Les parties ont confirmé leurs conclusions lors d'un deuxième échange d'écritures.
 
Le Tribunal fédéral considère en droit:
1.
1.1 Le contribuable qui se plaint d'être imposé à double peut former un recours de droit public pour violation de l'interdiction de la double imposition intercantonale (art. 46 al. 2 aCst. et 127 al. 3 1ère phrase Cst. dont la portée est similaire, cf. Message du Conseil fédéral du 20 novembre 1996 relatif à une nouvelle Constitution fédérale in: FF 1997 I 1 ss, p. 352/353) au plus tard dans les trente jours dès la notification de la dernière prétention fiscale qui, selon lui, constitue la double imposition. L'épuisement des instances cantonales de recours n'est pas nécessaire (art. 86 al. 2 OJ). Le recours déposé en temps utile contre la décision du dernier canton qui a statué peut également être dirigé contre la décision de taxation antérieure qui a été prise par l'autre canton et qui est déjà entrée en force (cf. art. 89 al. 3 OJ; ATF 123 I 289 consid. 1a p. 291).
 
Les intéressés dirigent leur recours contre les cantons de Zurich et de Vaud. Ils concluent à l'annulation de la décision de taxation de l'Administration fiscale zurichoise du 19 février 2002. Leur recours est recevable à cet égard. Il est également recevable en tant qu'il est dirigé à titre subsidiaire contre la décision de taxation de la Commission d'impôt et recette de E.________ du 7 février 2000.
1.2 Le recours de droit public n'a en principe qu'un caractère cassatoire (ATF 127 II 1 consid. 2c p. 5; 126 II 377 consid. 8b p. 395; 125 II 86 consid. 5a p. 96). Il est toutefois fait exception à cette règle lorsque le recours est fondé sur le principe de l'interdiction de la double imposition intercantonale et qu'il apparaît nécessaire de donner des instructions aux cantons concernés sur les limites de leur compétence fiscale ou pour ordonner le remboursement d'impôts perçus au mépris de l'interdiction constitutionnelle de la double imposition. Les conclusions des intéressés allant au-delà de la simple annulation de l'arrêt attaqué sont donc recevables (Revue fiscale 2001 p. 340 consid. 1b p. 341 et les références citées, 2P.119/2000), à l'exception de celle relative à l'allocation d'un intérêt sur un éventuel trop-perçu d'impôt à restituer.
 
En effet, en dehors des cas de double imposition et d'autres exceptions non réalisées en l'espèce (art. 86 al. 2 OJ), le recours de droit public (de nature purement cassatoire) n'est recevable qu'à l'encontre d'une décision de dernière instance cantonale (art. 86 al. 1 OJ). L'allocation d'un intérêt moratoire ne relève pas de l'interdiction de la double imposition, mais de l'application du droit cantonal (cf. sur ce point, Kurt Locher/Peter Locher, Die Praxis der Bundessteuern, III. Teil, Das interkantonale Doppelbesteuerungsrecht, Band 4, § 12, III C 2, no 8) et la décision vaudoise mise en cause par les recourants n'examine nullement cette question et n'émane pas d'une dernière instance cantonale. Par conséquent, la conclusion tendant à ce qu'un intérêt au taux légal rémunère les montants d'impôt éventuellement perçus en trop par le canton de Vaud est irrecevable.

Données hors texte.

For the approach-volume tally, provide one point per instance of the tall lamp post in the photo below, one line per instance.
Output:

1.3 Pour le surplus, déposé en temps utile contre une décision qui touche les recourants dans leurs intérêts juridiquement protégés, le présent recours est recevable au regard des art. 84 ss OJ.

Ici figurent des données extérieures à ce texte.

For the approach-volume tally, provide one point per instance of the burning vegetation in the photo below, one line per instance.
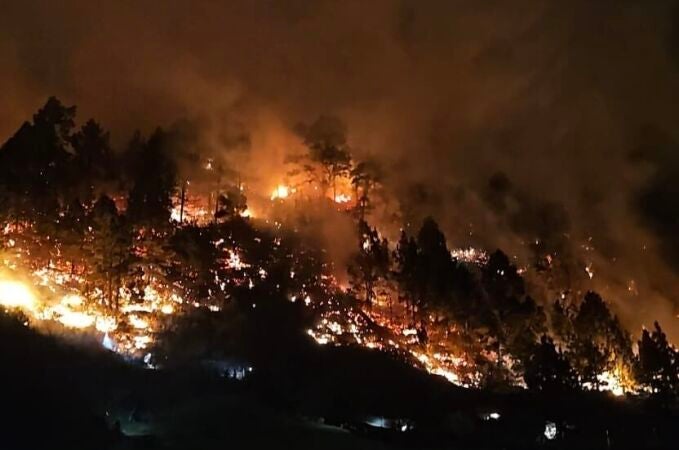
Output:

1.4 Saisi d'un recours en matière de double imposition intercantonale, le Tribunal fédéral dispose d'un libre pouvoir d'examen en fait et en droit (RDAF 2001 II 506, 2P.289/2000; Martin Arnold, Der steuerrechtliche Wohnsitz natürlicher Personen im interkantonalen Verhältnis nach der neueren bundesgerichtlichen Rechtsprechung, in: Archives 68 p. 449 ss, p. 488; Peter Locher, Die staatsrechtliche Beschwerde wegen Verletzung von Art. 46 Abs. 2 BV, in: ZBl 91/1990 p. 97 ss, p. 105 et les références citées).
2.
2.1 Le principe de l'interdiction de la double imposition intercantonale (art. 46 al. 2 aCst. et 127 al. 3 1ère phrase Cst.) s'oppose à ce qu'un contribuable soit concrètement soumis, par deux ou plusieurs cantons, sur le même objet, pendant la même période, à des impôts analogues (double imposition effective) ou qu'un canton excède les limites de sa souveraineté fiscale et, violant des règles de conflit jurisprudentielles, prétende prélever un impôt dont la perception est de la seule compétence d'un autre canton (double imposition virtuelle); en outre, le Tribunal fédéral a déduit des art. 46 al. 2 aCst. et 127 al. 3 1ère phrase Cst., le principe selon lequel un canton ne peut imposer plus lourdement un contribuable du fait qu'il est assujetti aux impôts dans un autre canton (ATF 125 I 458 consid. 2a p. 466/467, 54 consid. 1b p. 55/56; 121 I 259 consid. 2a p. 261 et les références citées).
2.2 L'Administration fiscale zurichoise a estimé que le transfert de l'immeuble de la société aux actionnaires constituait une distribution de dividende en nature. Cette distribution a été décidée par l'assemblée générale qui a voté la dissolution le 2 mars 1999 et le transfert de l'immeuble a eu lieu à cette même date, de sorte que celle-ci ferait foi. Comme les recourants avaient encore leur domicile dans le canton de Zurich à ce moment-là, ladite administration a inclus l'excédent de liquidation dans leur revenu imposable avec leurs autres revenus acquis du 1er janvier au 15 mai 1999 (§ 49 et 50 LI/ZH) et l'ont soumis à l'impôt sur le revenu ordinaire - sans réduction particulière (§ 20 al. 1 let. c de la loi fiscale zurichoise du 8 juin 1997 [ci-après: LI/ZH], entrée en vigueur le 1er janvier 1999) - pour la période allant du 1er janvier au 15 mai 1999. Le fait que la liquidation n'était pas terminée le 2 mars 1999, en particulier que l'appel aux créanciers n'avait pas encore eu lieu, ne serait pas relevant, car cet appel n'était, dans le cas présent, qu'un acte de pure forme en l'absence d'incertitude quant à l'existence d'éventuels créanciers de la société.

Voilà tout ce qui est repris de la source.